[REVUE DE PRESSE] À Sevran, la municipalité crée de nouvelles tranches tarifaires de cantines pour les familles précaires dont les familles monoparentales

À Sevran, la municipalité crée de nouvelles tranches tarifaires de cantines pour les familles précaires dont les familles monoparentales. Cet affinement des tarifs, calculés selon le quotient familial de la CAF, permet d'éviter les effets de seuil. Selon cet article, deux tiers des familles seraient avantagées par ce nouveau calcul, particulièrement les familles monoparentales. Fraveillance-Famisolo se réjouit de cette initiative, et rappelle que de telles mesures sont nécessaires puisque 31% des monoparents vivent sous le seuil de pauvreté.
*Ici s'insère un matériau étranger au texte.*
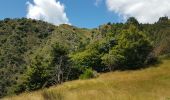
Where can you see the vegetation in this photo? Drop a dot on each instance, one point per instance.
(35, 54)
(151, 84)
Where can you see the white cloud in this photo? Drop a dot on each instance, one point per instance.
(51, 11)
(146, 11)
(97, 2)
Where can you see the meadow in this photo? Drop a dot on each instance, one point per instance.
(151, 83)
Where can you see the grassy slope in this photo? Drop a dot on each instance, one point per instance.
(147, 84)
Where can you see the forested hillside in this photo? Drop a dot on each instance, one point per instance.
(36, 54)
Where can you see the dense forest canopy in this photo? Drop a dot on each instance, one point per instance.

Article de Carole Sterlé du 17/05/19 pour « Le Parisien »

Source : http://www.leparisien.fr/seine-saint-denis-93/sevran-ce-qui-attend-les-familles-pour-les-factures-de-cantine-17-05-2019-8074044.php 


SEVRAN : ce qui attend les familles pour les factures de cantine

Dès septembre, douze tranches tarifaires seront mises en application, en remplacement des trois tranches. Les familles monoparentales devraient s’y retrouver.
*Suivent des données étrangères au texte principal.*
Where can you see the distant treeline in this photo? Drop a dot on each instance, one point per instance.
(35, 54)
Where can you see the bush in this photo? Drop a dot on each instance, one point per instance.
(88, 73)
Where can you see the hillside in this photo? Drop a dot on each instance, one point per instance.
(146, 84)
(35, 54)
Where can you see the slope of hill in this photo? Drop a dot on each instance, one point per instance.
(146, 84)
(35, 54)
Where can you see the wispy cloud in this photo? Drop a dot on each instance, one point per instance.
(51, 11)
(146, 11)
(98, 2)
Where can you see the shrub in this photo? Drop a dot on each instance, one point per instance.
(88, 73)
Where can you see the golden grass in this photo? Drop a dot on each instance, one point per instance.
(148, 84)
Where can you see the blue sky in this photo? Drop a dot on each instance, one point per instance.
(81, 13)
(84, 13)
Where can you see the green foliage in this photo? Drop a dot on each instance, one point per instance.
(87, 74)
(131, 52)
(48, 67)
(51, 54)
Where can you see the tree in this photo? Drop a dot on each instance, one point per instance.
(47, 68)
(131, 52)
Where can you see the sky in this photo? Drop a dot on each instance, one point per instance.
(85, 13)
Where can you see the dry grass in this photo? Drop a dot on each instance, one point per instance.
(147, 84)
A partir de la rentrée, les tarifs des repas pour les cantines sevranaises et l’étude seront calculés selon le quotient familial de la caisse d’allocations familiales (CAF). Le choix a été validé, non sans discussion, par la majorité des élus, jeudi soir à 23 h 30, en séance du conseil municipal.
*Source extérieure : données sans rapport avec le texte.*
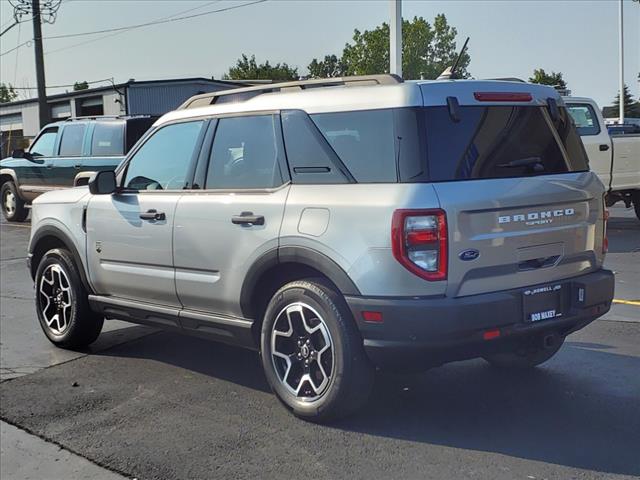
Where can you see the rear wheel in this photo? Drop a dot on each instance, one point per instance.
(524, 358)
(312, 352)
(636, 203)
(13, 207)
(62, 302)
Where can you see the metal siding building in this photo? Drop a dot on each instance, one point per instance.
(157, 98)
(20, 122)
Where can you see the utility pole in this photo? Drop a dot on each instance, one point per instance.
(43, 108)
(395, 38)
(621, 52)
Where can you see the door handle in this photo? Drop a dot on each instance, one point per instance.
(247, 218)
(153, 214)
Des tranches tarifaires calquées sur les quotients familiaux de la CAF

Ce n’est pas qu’une formalité administrative. Il devrait y avoir des répercussions sur le porte-monnaie des ménages, et peut-être aussi sur la fréquentation. « C’est le fruit de plus d’un an de travail, pour avoir des tarifs plus justes, les rendre plus lisibles et éviter les effets de seuil », explique Elsa Wanlin, adjointe au maire en charge des politiques éducatives.

Le retour à la semaine de quatre jours, plébiscité par les habitants, avait été accompagné d’une baisse de 800 000 € de subventions pour la ville. Suite à cela, trois tranches tarifaires avaient été mises en place à la rentrée 2018, faisant doubler la facture pour certains. Une mère de famille avait d’ailleurs lancé une pétition pour s’en plaindre. Pour laisser ses deux enfants au périscolaire, il lui fallait payer 320 € au lieu de 160 €. Sans compter les frais de cantine.

Des pénalités financières envisagées

Avec l’aide d’un bureau d’étude, la ville a opté pour la mise en place de douze tranches tarifaires, en fonction des quotients familiaux de la CAF. Deux tiers des familles seraient avantagées par ce nouveau calcul, particulièrement les familles monoparentales. La menace de pénalités financières est aussi envisagée pour rappeler à l’ordre les quelques familles qui concevraient l’étude comme une garderie nocturne.

Ce nouveau système tarifaire devrait éviter aux parents les plus précaires de devoir se signaler auprès du centre communal d’action sociale pour réclamer une aide. Par honte, certains ne le font pas, souligne Jean-François Baillon, maire adjoint en charge de l’insertion.

Encore trop chère selon l’opposition

« Il faut voter ce quotient », estime le maire (DVG) Stéphane Blanchet. Aucun élu ne s’est opposé mais des réserves ont conduit l’opposition et deux élus de la majorité à s’abstenir. « Pour un couple qui vit avec un smic, avec deux enfants, ça ferait 108 € par mois pour la cantine, c’est énorme, la cantine et l’étude sont un droit », estime Gilles Boitte (opposition Front de gauche). « Il manque des éléments pour se positionner », estime aussi Laurent Chantrelle, adjoint en charge de la modernisation des services publiques. Il est aussi directeur d’une école aux Beaudottes, où, « 30 % seulement des élèves mangent à la cantine ».

Philippe Geffroy (opposant de droite) rappelle que la cantine est gratuite dans d’autres villes de Seine-Saint-Denis. « On finance à plus de 50 % la restauration scolaire, mais on fait aussi avec les contraintes budgétaires et les villes où la cantine est gratuite n’ont pas les mêmes tarifs que nous sur le périscolaire », répond Elsa Wanlin. Et de rappeler qu’à Sevran, aucun enfant n’est exclu de la cantine pour cause d’impayés.